Stuck in the past, but who?

After repeatedly accusing Joe Biden of being stuck in the past whenever Biden made the reasonable and verifiable claim that Palin's and McCain's policies would largely continue those of the current Bush administration, Governor Palin is now parading an attack on Barack Obama by focusing on an acquaintance he had some forty years ago. As Michael Cooper, writing in the NYTimes on October 4, reports:
Stepping up the Republican ticket’s attacks on Senator Barack Obama, Gov. Sarah Palin on Saturday seized on a report about Mr. Obama’s relationship with a former 1960s radical to accuse him of “palling around with terrorists.”
The fact that no substantive link has been established between Mr. Ayers and Obama and that the matter is very, very far from relating to anything like an Obama policy seems a small matter to Palin, the sprightly hypocrite.

So we should all ask, I think, who is truly stuck in the past, and why?

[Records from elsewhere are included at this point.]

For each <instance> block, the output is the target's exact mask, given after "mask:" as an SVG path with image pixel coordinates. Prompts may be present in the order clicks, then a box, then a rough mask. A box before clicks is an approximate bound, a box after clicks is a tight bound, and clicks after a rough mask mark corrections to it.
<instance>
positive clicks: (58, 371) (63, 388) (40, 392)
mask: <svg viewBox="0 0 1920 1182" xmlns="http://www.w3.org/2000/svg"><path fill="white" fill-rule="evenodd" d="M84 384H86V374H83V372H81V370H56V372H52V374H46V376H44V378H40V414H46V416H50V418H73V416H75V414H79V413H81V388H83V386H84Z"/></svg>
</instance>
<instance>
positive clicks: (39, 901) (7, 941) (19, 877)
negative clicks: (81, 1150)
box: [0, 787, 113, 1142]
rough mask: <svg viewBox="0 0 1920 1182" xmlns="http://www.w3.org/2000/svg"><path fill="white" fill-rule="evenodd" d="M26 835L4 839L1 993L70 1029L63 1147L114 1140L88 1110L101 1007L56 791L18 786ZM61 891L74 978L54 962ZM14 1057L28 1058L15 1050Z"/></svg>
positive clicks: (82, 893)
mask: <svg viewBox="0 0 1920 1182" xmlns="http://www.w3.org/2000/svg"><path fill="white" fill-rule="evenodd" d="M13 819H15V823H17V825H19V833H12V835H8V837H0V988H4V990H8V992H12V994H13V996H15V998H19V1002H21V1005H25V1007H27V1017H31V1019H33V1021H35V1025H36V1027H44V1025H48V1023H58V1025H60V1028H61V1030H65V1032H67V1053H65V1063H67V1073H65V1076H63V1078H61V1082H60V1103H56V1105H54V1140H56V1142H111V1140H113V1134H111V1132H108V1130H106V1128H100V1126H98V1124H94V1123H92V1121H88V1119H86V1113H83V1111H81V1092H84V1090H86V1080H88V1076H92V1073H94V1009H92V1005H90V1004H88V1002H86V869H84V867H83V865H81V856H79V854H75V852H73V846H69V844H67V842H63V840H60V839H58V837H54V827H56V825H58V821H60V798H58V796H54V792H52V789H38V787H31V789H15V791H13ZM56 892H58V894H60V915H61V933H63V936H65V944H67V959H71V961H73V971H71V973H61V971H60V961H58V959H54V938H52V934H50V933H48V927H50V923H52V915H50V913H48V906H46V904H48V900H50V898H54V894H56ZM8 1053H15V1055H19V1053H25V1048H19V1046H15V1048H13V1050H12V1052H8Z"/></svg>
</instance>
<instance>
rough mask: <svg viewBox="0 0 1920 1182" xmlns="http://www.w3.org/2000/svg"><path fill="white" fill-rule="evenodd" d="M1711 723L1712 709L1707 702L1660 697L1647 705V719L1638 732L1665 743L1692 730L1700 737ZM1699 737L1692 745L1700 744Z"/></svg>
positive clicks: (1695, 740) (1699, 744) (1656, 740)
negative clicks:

Turning decidedly toward the future, with a very scary insinuation, Frank Rich has penned an incisive commentary on the present state of the McCain/Palin ticket, which concludes like this:
You have to wonder how long it will be before (certain Republicans) plead with (McCain) to think of his health, get out of the way and pull the ultimate stunt of flipping the ticket. Palin, we can be certain, wouldn’t even blink.
For "social conservatives," those who, for instance, vote on the issue of abortion alone or on a few "moral" issues while ignoring issues of war and the economy, Palin is the perfect candidate. For them, it matters not that she is ridiculously ignorant of politics in the full sense of the word. Should a ticket-flip be pulled on the American public--McCain's health, argues Rich, may well warrant it--it would be a victory for the most radical social conservatives within the Republican party, whether or not Palin actually succeeds in her presidential ambitions this time around.

On a related note, Maureen Dowd has made a sobering assessment of Ms. Palin's "inspiring" use of language, and it ain't pretty.